Though many studies have measured caffeine's sleep-averting effects, most do not take into account that sleep is governed by two opposing but interacting processes. The circadian system promotes sleep rhythmically--an internal clock releases melatonin and other hormones in a cyclical fashion. In contrast, the homeostatic system drives sleep appetitively--it builds the longer one is awake. If the two drives worked together, the drive for sleep would be overwhelming. As it turns out, they oppose one another.
Caffeine is thought to block the receptor for adenosine, a critical chemical messenger involved in the homeostatic drive for sleep. If that were true, then caffeine would be most effective if it were administered in parallel with growing pressure from the sleep homeostatic system, and also with accumulating adenosine.
To test their hypothesis, the scientists studied 16 male subjects in private suites, free of time cues, for 29 days. Instead of keeping to a 24-hour day, researchers scheduled the subjects to live on a 42.85–hour day (28.57-hour wake episodes), simulating the duration of extended wakefulness commonly encountered by doctors, and military and emergency services personnel. The extended day was also designed to disrupt the subjects' circadian system while maximizing the effects of the homeostatic push for sleep.
Following a randomized, double-blind protocol, subjects received either one caffeine pill, containing 0.3 mg per kilogram of body weight, roughly the equivalent of two ounces of coffee, or an identical-looking placebo. They took the pills upon waking and then once every hour. The goal of the steady dosing was to progressively build up caffeine levels in a way that would coincide with--and ultimately, counteract--the progressive push of the homeostatic system, which grows stronger the longer a subject stays awake.
The strategy worked. Subjects who took the low-dose caffeine performed better on cognitive tests. They also exhibited fewer accidental sleep onsets, or microsleeps. EEG tests showed that placebo subjects were unintentionally asleep 1.57 percent of the time during the scheduled wake episodes, compared with 0.32 percent for those receiving caffeine. Despite their enhanced wakefulness, the caffeine-taking subjects reported feeling sleepier than their placebo counterparts, suggesting that the wake-promoting effects of caffeine do not replace the restorative effects gained through sleep.

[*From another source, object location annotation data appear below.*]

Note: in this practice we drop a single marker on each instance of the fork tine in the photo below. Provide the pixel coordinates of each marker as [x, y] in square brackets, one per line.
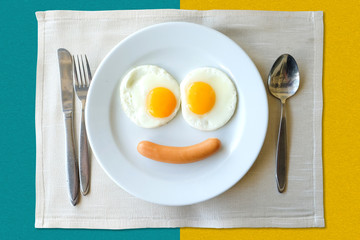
[76, 82]
[88, 69]
[81, 73]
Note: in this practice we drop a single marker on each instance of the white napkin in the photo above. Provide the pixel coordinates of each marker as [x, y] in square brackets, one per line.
[253, 201]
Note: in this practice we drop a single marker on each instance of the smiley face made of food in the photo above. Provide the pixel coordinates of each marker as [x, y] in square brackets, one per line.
[151, 97]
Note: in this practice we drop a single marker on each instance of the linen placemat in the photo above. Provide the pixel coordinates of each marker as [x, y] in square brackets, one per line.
[254, 201]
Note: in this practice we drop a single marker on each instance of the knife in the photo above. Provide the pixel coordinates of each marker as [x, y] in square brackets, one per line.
[67, 95]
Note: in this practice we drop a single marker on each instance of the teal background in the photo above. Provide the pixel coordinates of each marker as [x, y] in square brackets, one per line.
[18, 53]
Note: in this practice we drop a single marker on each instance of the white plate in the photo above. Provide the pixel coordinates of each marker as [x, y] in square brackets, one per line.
[177, 47]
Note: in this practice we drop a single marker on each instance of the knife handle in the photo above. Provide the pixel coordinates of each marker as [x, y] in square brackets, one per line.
[281, 152]
[72, 169]
[84, 160]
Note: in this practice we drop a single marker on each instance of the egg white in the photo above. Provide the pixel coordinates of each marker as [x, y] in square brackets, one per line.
[225, 103]
[135, 87]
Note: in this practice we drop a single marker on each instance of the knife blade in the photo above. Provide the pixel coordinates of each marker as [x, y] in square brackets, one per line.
[67, 95]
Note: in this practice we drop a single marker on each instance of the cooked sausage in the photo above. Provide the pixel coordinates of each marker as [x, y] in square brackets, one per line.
[179, 155]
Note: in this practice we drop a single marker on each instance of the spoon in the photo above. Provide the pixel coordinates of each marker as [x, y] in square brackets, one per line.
[283, 82]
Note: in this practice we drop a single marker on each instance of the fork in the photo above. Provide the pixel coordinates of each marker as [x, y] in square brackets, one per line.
[82, 82]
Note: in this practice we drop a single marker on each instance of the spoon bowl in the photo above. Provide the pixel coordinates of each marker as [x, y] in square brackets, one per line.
[283, 82]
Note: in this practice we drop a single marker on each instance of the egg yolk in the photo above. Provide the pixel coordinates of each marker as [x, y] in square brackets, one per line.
[161, 102]
[200, 97]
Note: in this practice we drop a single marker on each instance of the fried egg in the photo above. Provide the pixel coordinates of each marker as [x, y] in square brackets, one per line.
[208, 98]
[150, 96]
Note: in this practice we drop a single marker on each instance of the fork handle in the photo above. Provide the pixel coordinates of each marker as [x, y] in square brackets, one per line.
[71, 161]
[84, 159]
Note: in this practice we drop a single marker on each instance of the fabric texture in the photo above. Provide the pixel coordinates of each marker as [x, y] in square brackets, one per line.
[254, 201]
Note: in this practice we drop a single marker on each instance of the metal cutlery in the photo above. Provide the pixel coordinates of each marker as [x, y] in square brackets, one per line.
[283, 82]
[67, 95]
[82, 76]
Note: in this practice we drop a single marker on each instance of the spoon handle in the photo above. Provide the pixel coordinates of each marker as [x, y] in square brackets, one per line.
[281, 152]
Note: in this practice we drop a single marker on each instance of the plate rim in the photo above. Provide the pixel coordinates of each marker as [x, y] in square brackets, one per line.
[135, 34]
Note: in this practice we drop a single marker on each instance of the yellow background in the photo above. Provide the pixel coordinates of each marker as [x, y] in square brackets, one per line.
[341, 121]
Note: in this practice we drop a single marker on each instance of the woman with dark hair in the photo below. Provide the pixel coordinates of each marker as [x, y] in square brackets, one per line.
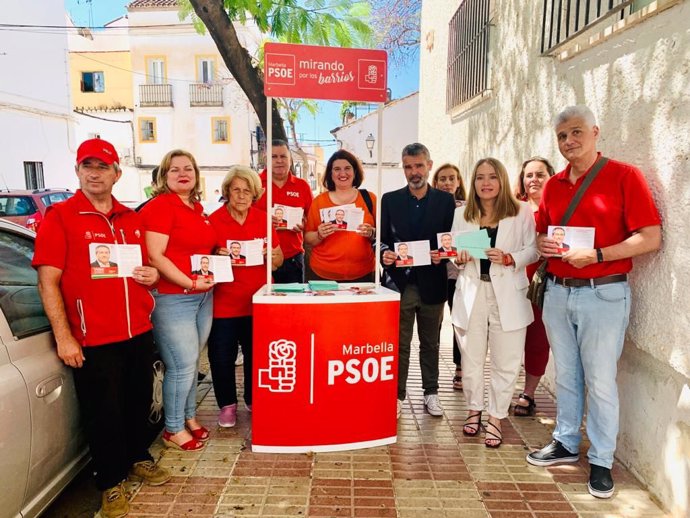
[176, 229]
[447, 178]
[338, 254]
[490, 307]
[534, 174]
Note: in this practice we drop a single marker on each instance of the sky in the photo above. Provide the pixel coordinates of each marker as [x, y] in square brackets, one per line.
[402, 81]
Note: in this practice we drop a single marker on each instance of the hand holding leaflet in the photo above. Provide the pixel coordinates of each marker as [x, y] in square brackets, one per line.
[475, 243]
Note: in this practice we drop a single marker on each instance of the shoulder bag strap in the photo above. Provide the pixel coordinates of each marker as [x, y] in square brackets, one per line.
[581, 191]
[367, 200]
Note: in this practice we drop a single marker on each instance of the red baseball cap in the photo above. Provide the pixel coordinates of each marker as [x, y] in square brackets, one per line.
[97, 148]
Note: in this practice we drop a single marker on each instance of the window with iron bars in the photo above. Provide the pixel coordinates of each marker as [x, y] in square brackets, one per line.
[563, 20]
[468, 52]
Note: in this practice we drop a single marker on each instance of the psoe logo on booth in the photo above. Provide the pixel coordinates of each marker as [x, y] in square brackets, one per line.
[280, 69]
[371, 74]
[281, 374]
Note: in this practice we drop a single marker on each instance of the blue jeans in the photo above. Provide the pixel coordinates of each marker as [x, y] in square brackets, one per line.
[227, 334]
[181, 324]
[586, 329]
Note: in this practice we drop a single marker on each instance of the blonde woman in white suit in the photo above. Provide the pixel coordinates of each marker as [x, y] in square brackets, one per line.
[490, 308]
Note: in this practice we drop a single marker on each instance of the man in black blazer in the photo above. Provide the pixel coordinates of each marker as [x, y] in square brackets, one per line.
[414, 213]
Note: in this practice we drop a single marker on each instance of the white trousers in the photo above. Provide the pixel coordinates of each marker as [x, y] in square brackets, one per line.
[505, 349]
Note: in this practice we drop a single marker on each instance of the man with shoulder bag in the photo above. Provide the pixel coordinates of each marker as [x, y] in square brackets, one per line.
[587, 296]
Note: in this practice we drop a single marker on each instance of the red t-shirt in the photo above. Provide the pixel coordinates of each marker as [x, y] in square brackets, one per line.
[99, 311]
[189, 231]
[616, 204]
[234, 299]
[295, 193]
[344, 255]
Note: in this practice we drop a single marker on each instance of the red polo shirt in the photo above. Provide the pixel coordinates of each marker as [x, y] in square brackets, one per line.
[616, 204]
[99, 311]
[295, 193]
[189, 231]
[234, 299]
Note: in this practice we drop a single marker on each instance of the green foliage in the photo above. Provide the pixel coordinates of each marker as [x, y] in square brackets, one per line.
[342, 23]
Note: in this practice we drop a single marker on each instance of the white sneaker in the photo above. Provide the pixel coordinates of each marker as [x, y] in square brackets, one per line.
[433, 405]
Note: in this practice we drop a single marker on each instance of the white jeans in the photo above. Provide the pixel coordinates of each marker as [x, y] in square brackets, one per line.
[505, 349]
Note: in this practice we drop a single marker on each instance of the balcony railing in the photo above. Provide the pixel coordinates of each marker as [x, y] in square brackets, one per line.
[204, 94]
[563, 20]
[155, 95]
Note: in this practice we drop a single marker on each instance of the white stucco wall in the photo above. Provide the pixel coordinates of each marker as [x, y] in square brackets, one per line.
[34, 96]
[637, 82]
[400, 127]
[182, 126]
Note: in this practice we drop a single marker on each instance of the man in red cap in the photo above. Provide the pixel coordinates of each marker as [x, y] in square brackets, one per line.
[102, 324]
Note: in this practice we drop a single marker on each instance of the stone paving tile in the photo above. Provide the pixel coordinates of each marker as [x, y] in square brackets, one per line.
[432, 471]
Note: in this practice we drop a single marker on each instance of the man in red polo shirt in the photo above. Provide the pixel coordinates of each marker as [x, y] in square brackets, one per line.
[293, 192]
[102, 325]
[587, 300]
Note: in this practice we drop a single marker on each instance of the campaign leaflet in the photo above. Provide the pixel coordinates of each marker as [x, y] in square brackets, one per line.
[110, 260]
[288, 217]
[344, 217]
[217, 268]
[246, 253]
[567, 238]
[445, 245]
[412, 253]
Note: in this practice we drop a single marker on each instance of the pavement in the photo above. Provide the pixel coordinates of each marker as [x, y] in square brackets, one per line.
[433, 471]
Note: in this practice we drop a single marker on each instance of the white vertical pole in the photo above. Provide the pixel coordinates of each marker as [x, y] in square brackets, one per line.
[379, 153]
[269, 190]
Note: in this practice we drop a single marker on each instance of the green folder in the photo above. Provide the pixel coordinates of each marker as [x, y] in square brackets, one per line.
[291, 287]
[323, 285]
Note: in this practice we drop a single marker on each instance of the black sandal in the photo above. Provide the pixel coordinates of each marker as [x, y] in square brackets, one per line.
[525, 411]
[472, 424]
[493, 437]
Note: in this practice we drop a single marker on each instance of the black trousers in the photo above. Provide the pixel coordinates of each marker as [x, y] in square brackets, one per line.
[114, 389]
[292, 270]
[227, 335]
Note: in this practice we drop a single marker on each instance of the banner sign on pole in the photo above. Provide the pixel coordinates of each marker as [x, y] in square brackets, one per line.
[336, 73]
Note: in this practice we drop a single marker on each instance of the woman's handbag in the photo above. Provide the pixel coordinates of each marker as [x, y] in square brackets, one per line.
[537, 286]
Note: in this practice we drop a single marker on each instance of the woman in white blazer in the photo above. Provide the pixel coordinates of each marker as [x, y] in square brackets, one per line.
[490, 308]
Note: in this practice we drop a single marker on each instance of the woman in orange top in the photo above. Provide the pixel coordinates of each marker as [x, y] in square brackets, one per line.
[339, 254]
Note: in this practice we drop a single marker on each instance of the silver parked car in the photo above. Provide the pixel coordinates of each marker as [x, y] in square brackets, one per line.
[42, 445]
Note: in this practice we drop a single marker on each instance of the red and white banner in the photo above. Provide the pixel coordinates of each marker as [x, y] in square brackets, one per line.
[325, 374]
[312, 72]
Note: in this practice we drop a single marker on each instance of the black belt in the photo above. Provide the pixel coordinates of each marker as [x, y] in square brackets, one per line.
[572, 282]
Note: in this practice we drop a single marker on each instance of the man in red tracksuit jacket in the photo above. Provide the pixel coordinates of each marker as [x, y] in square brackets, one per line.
[102, 324]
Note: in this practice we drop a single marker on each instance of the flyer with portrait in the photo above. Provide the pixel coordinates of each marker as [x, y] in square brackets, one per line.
[344, 217]
[288, 217]
[571, 237]
[112, 260]
[445, 245]
[246, 253]
[412, 253]
[217, 268]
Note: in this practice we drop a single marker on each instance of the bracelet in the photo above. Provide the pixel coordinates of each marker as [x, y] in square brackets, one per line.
[193, 288]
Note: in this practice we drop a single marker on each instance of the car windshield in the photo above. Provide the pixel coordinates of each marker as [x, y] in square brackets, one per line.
[19, 297]
[55, 197]
[16, 206]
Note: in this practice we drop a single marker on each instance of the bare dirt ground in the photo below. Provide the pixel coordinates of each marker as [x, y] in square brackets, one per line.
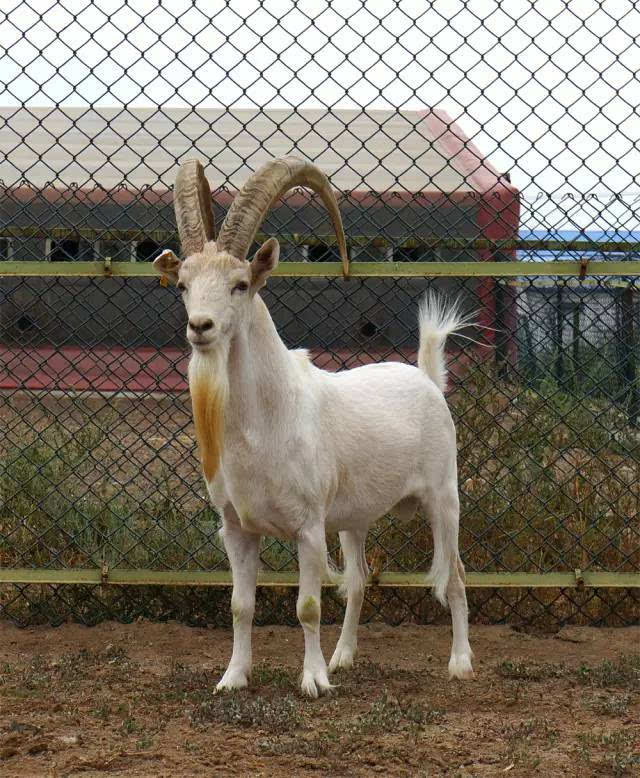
[137, 700]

"Our results highlight the impairments in cognition that accompany all work schedules that lie outside the usual 9 to 5 workday. In addition, they reveal an entirely new way to use caffeine to maintain alertness and performance in the face of sleep loss," said Wyatt. As the researchers hypothesized, the behavioral differences between the groups appear to be due to caffeine's effects on the homeostatic rather than circadian system. Wyatt and his colleagues suggest that shift workers, medical residents, truck drivers, and others who need to stay alert consider taking frequent low doses of caffeine. "While there is no perfect substitute for sleep, our results point the way toward a much better method for using caffeine in order to maintain optimal vigilance and attention, particularly when someone has to remain awake longer than the traditional 16-hour wake episode," said Wyatt.